Almost 2,000 churches left the convention. The conservatives didn’t care. That only helped them to purify their revised organization; in the wake of those departures they grew stronger by incorporating the idea of “mega-churches” that recreated many of the institutions, like youth sports leagues, that had once been part of the community. The SBC emerged from this takeover apparently weakened, but ultimately grew to be a powerhouse in the conservative movement and a cornerstone of the modern Republican Party. Whenever you see the term “evangelicals,” you can think of it as “Southern Baptists and others,” because the SBC is now the largest organization on the “Christian Right” by far—over 47,000 churches and 14 million members.

The reason for recounting this history is that something very similar has happened with Republican organizations at the state and local level. Attending a county-level Republican Party meeting two decades ago wasn’t much different from sitting through an evening at the Kiwanis Club. Most of the discussion was centered on local events, planning the details of getting out the vote for local races, and sorting out which local candidates had put in enough time with ambulance districts or school boards to deserve being supported for a state or county office. Now those meetings still talk about getting out the vote … when they’re not talking about fighting the replacement of the white race by an invasion of diseased and deviant brown people, or deciphering the latest missive from Q.

It’s easy to look on Rep.
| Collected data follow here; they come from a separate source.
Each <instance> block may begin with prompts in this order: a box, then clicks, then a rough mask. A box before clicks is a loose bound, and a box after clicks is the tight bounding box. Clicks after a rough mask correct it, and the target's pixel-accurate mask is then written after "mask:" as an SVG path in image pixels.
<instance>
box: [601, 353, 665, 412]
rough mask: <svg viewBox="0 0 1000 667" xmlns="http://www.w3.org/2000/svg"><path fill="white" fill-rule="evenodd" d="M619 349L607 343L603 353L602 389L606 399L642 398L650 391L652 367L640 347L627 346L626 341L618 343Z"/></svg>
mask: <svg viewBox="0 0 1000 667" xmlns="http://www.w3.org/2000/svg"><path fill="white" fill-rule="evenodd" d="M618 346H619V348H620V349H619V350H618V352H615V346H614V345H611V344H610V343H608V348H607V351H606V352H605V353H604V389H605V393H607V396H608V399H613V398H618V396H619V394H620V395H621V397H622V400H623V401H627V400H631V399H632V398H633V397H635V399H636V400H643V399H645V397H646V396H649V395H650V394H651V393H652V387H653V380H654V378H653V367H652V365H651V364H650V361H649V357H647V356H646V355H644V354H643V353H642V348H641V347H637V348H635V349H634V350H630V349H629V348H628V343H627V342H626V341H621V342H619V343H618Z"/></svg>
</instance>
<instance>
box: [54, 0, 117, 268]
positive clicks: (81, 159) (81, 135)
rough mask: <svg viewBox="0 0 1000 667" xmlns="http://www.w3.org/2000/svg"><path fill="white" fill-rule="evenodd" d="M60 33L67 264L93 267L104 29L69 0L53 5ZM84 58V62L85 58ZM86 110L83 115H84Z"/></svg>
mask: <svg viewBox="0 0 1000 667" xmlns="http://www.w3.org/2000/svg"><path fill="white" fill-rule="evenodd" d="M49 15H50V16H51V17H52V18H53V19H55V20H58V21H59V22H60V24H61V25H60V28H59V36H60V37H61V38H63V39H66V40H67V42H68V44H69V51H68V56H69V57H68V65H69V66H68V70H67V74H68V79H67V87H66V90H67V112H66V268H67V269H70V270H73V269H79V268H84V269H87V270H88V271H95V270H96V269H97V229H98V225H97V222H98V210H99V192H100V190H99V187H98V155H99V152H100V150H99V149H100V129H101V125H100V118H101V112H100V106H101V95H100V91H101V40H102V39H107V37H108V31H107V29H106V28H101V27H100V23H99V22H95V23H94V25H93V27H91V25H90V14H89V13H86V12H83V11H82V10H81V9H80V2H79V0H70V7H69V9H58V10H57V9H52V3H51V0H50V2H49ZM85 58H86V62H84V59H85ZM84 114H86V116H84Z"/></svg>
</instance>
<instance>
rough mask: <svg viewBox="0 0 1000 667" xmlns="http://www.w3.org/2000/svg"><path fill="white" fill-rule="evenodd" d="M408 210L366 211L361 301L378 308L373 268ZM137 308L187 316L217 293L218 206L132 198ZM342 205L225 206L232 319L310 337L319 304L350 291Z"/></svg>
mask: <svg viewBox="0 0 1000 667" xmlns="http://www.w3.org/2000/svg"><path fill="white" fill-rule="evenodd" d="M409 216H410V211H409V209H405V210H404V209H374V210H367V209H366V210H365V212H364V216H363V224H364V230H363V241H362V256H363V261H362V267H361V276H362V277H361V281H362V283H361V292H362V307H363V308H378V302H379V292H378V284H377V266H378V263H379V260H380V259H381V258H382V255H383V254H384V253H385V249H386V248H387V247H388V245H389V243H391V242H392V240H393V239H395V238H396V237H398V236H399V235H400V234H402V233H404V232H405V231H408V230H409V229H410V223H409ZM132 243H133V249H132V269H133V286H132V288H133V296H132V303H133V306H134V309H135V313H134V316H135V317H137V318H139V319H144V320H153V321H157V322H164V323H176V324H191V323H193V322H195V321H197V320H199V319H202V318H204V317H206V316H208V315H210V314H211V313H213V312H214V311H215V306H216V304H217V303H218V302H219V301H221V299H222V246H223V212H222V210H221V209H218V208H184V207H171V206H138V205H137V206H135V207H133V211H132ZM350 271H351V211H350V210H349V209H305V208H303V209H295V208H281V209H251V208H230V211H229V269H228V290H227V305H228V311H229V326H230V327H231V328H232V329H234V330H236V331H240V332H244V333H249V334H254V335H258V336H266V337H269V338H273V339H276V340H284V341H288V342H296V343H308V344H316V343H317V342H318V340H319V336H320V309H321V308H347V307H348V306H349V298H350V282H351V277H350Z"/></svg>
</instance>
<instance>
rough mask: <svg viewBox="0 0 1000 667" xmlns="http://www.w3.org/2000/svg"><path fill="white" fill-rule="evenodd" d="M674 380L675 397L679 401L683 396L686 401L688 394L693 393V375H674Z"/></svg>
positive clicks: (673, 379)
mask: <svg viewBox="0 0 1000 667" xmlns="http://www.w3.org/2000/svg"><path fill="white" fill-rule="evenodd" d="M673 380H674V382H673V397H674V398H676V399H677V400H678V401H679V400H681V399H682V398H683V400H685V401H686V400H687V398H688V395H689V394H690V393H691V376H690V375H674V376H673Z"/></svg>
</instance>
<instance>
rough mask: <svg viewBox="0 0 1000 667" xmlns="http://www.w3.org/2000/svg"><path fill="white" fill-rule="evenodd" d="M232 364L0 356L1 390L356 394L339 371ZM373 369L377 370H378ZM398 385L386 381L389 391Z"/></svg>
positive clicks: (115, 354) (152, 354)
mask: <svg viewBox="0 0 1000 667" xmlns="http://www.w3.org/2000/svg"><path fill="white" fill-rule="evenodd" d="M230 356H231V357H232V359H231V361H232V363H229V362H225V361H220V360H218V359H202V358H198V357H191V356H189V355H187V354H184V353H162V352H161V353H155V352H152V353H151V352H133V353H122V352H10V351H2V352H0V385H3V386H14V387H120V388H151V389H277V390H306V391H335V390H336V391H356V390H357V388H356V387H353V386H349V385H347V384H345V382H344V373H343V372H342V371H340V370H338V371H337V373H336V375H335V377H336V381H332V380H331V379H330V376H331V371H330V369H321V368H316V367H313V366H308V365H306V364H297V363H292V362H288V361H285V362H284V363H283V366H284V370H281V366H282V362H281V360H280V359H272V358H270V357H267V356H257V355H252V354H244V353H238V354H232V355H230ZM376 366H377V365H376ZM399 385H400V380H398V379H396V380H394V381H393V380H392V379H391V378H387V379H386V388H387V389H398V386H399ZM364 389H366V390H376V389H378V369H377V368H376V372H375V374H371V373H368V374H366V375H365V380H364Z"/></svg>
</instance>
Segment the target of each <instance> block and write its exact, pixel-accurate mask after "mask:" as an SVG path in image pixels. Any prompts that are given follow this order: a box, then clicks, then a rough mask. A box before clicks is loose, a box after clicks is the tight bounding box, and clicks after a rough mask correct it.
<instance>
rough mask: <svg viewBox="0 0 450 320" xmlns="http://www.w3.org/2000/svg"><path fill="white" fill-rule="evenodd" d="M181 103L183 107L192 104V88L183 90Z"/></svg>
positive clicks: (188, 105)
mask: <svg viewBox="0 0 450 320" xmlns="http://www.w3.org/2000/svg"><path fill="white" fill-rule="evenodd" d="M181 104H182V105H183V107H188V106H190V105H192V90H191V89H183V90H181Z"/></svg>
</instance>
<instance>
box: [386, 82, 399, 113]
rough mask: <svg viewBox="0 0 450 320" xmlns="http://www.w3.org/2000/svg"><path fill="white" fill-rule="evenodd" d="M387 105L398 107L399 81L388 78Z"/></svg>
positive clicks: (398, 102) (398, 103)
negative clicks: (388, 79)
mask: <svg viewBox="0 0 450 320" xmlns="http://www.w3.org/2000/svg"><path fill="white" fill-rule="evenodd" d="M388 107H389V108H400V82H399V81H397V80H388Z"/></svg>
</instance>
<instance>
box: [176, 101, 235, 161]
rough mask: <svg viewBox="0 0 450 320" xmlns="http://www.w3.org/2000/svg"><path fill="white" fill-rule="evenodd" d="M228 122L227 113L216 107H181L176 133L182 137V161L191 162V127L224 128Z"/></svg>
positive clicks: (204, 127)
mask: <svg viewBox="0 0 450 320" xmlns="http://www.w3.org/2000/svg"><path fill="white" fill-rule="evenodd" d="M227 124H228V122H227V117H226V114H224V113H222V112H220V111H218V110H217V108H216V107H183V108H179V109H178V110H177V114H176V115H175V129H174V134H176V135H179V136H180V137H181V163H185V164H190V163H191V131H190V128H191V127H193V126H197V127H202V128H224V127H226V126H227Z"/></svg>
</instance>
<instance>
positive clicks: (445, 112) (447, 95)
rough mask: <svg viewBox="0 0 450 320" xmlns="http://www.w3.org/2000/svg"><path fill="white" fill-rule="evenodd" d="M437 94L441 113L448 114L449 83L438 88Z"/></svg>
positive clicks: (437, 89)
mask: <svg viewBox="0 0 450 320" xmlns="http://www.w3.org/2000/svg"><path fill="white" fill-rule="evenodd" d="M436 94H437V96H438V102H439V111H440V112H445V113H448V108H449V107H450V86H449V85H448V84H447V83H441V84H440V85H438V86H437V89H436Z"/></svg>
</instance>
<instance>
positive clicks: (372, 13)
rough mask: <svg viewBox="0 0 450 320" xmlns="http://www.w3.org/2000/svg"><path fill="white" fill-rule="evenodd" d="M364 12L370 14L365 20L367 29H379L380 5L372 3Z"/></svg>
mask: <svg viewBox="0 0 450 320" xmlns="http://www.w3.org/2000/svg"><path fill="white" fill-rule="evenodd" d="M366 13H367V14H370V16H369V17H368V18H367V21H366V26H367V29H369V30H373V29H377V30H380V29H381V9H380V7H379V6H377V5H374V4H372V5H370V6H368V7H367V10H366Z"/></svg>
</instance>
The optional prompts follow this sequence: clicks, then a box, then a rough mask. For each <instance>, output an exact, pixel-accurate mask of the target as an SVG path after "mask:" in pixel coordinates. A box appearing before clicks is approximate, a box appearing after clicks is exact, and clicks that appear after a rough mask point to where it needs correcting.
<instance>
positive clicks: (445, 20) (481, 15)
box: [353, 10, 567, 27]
Marjorie Taylor Greene, Rep. Lauren Boebert, and Sen. Ron Johnson as aberrations. The truth is they’re the tip of a massive iceberg, the great bulk of which is hidden down at the state and county level.

That iceberg can be glimpsed in the 47 state legislatures where bills have been advanced to make it more difficult to vote. It can be seen in bills like Missouri’s Federal Government Oversight legislation, which would allow Republicans to secede without seceding, by simply voting to reject federal laws. It’s visible through the endless statements from county Republican organizations promoting racism, violence, and white supremacy. And it’s visible in county sheriffs who proudly run on a platform of not enforcing state or federal laws.

As Dave Neiwert has written many times for Daily Kos, the Republican Party is no longer a partner in American democracy, but a source of disruption. Republicans can’t distance themselves from the extremist elements in their party, because those extremists are the core of their party. It’s the more reasonable Republicans, those who still believe in the American experiment in democracy, who are on their way out. The GOP hasn’t just become radicalized, it is still radicalizing.

And as Melissa Ryan writes at The Progressive, Republicans at the state and local level are now fully engaged in spreading the Big Lie about the 2020 election, promoting conspiracy theories in which racist and anti-Semitic themes are not even hidden, and openly supporting violent white supremacist militias. Jan. 6 doesn’t represent a cautionary tale for them. It’s the Alamo. It’s Bunker Hill. It’s the starting gun on a race they’ll do anything to win.

It would be nice to think of Donald Trump as the sign of a party rotting from the head. But the Republican Party has been eaten by fascism from the feet up—and they’ve already shown that the nation is vulnerable to an attack from the same direction.